Dark conversational social, encrypted messaging, subcultures and tribalism are all growing, making it harder to monitor or analyze. But social media intelligence tools are evolving too, looking to understand not only what is being said, but why. As AI is applied to vast unstructured databases, tools are emerging which can provide valuable social intelligence. While massive investment in AI is building tools within the platforms, third party services are emerging which allow brands to exploit the efficiencies of AI for themselves. Brandwatch, for example, has tools which can do in seconds what a human analyst takes half a day to accomplish.
But here’s the dilemma for social advertisers: The tools which optimize ad campaigns leverage personal data generated within the platform through surveillance of user interactions and conversations. The fact that “personally identifiable” data is not made available directly to the advertiser is largely irrelevant, as is the more or less harmless application of it in targeting ads. Exploiting personal data benignly does not mitigate the enabling offence of privacy invasion. If you are funding surveillance, you are complicit. If you advertise on Facebook, you are enabling the creation and deployment of increasingly invasive personal data collection practices, and increasingly effective personal behavior manipulation processes.
Do your social media and privacy policies acknowledge and accept this?
Marx and Zuckerberg are both world-changing revolutionaries, one using the written word and the other using code. Their revolutionary ideals were both vulnerable to corruption, which ultimately damaged their credibility. Both inspired the masses to action with a promise of personal upliftment. But their similarities end there. Marx offered a platform to attain economic fairness; Zuckerberg offered a platform for self-promotion. Marx sought to alleviate personal alienation; Zuckerberg amplified it. Marx wanted to end exploitation of the individual by the wealthy; Zuckerberg facilitated it.

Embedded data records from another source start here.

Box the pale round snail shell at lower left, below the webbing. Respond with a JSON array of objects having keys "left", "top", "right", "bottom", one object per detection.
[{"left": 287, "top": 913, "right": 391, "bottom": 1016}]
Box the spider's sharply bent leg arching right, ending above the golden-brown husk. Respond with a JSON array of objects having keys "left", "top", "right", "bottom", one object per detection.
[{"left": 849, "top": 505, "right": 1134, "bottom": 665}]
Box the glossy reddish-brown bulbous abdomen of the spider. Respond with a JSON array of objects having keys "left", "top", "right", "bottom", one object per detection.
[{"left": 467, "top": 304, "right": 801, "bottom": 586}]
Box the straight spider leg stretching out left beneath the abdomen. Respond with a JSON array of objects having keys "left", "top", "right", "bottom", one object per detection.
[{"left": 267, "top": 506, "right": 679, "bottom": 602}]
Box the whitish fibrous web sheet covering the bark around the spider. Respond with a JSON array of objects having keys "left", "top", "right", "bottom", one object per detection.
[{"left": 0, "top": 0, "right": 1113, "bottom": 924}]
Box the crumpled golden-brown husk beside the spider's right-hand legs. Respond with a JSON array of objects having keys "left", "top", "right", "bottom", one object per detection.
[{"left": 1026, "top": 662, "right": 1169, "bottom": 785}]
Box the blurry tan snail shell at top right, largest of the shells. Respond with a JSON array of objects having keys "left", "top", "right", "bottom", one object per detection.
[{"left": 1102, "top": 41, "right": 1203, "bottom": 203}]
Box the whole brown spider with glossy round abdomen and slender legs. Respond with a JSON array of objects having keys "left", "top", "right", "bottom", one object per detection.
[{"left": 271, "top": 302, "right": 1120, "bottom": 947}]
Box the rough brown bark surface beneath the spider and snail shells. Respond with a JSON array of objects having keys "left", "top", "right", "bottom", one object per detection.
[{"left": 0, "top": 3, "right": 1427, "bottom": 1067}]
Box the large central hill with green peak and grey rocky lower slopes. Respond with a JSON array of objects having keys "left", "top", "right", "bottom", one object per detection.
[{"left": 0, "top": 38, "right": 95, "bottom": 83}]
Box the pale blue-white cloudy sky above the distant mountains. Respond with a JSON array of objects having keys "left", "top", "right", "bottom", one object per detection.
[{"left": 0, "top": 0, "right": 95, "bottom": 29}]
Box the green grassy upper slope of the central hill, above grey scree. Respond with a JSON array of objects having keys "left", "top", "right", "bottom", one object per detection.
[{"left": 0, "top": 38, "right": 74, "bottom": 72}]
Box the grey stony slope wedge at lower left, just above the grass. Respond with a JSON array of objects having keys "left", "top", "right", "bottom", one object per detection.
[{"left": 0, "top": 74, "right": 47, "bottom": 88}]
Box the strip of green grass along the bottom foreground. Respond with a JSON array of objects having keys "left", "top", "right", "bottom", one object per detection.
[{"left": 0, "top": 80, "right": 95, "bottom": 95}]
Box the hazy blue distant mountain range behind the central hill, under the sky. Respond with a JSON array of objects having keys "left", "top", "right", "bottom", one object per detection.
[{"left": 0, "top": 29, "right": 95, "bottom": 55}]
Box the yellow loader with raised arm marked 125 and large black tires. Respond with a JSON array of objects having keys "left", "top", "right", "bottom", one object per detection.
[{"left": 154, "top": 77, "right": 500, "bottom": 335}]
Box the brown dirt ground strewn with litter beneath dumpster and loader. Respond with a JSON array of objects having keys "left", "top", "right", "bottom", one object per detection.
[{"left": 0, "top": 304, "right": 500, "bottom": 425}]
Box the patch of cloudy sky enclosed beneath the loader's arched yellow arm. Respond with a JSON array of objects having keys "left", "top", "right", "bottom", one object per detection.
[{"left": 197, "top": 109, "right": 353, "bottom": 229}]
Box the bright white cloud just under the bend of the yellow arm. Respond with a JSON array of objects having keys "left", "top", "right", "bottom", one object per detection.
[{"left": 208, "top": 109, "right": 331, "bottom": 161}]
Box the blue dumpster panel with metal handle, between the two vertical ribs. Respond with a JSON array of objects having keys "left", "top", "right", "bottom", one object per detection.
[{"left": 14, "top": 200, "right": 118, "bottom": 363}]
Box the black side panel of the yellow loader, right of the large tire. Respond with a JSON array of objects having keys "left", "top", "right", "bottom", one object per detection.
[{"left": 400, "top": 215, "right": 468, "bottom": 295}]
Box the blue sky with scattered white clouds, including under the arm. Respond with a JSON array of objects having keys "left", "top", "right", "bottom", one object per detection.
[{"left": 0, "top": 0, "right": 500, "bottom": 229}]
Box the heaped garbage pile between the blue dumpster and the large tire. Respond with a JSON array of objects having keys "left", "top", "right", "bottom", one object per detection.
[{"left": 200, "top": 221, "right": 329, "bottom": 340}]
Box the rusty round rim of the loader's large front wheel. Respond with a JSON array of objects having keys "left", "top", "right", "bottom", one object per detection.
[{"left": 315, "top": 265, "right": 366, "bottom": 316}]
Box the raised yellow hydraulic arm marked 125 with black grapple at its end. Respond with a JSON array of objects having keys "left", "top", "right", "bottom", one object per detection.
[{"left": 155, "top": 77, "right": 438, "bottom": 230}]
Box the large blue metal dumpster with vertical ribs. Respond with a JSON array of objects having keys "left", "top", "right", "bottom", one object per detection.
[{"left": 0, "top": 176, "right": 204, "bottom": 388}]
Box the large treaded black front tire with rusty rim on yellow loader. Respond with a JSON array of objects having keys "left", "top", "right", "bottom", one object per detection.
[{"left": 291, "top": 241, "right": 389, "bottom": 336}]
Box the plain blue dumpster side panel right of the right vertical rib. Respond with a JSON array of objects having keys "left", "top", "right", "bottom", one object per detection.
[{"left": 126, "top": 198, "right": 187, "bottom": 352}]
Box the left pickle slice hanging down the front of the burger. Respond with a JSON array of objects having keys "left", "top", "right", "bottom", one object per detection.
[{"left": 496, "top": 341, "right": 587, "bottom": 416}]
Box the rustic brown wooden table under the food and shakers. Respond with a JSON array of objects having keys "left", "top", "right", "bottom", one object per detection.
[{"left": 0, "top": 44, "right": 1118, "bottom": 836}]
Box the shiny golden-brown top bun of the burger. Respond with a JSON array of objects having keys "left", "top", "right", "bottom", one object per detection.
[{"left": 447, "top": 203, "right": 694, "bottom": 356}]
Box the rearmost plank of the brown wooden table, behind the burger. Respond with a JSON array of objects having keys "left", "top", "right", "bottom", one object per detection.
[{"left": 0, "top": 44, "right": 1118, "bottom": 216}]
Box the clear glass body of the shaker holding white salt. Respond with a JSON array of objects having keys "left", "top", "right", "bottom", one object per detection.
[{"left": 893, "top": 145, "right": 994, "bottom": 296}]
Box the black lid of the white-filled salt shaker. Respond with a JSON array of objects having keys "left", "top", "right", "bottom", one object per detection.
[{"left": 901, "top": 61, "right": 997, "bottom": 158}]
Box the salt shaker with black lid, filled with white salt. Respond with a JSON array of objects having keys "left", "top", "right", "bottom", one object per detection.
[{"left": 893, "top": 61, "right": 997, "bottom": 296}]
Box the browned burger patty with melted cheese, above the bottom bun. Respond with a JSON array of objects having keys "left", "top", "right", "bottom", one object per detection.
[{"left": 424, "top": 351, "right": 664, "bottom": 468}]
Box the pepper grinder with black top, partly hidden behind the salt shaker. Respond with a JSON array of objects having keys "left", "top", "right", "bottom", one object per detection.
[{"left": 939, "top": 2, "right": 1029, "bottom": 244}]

In Zuckerberg’s defense, much of Facebook’s negative impact was neither planned nor intended, whereas Marx knew exactly what he was doing. Marx was advocating a compelling idea; Zuckerberg was pushing a compelling technology. And technologies are much easier to change than ideas. Once Marx’s thinking was in the wild there was no turning back — but Zuckerberg has the opportunity, the incentive and the capital to still turn Facebook into a power for good.
Announcing Facebooks pivot toward privacy, he said “As I think about the future of the internet, I believe a privacy-focused communications platform will become even more important than today’s open platforms.” But it will be multiple platforms, not one. They will foster true communities, neither a town hall nor a living room. And those communities will be bonded together by shared interests, deep trust and a common consciousness.
Marx said “It is not the consciousness of men that determines their being, but their social being that determines their consciousness.” What kind of social being does your brand want to be? And is it living up to this standard in the way it uses social media?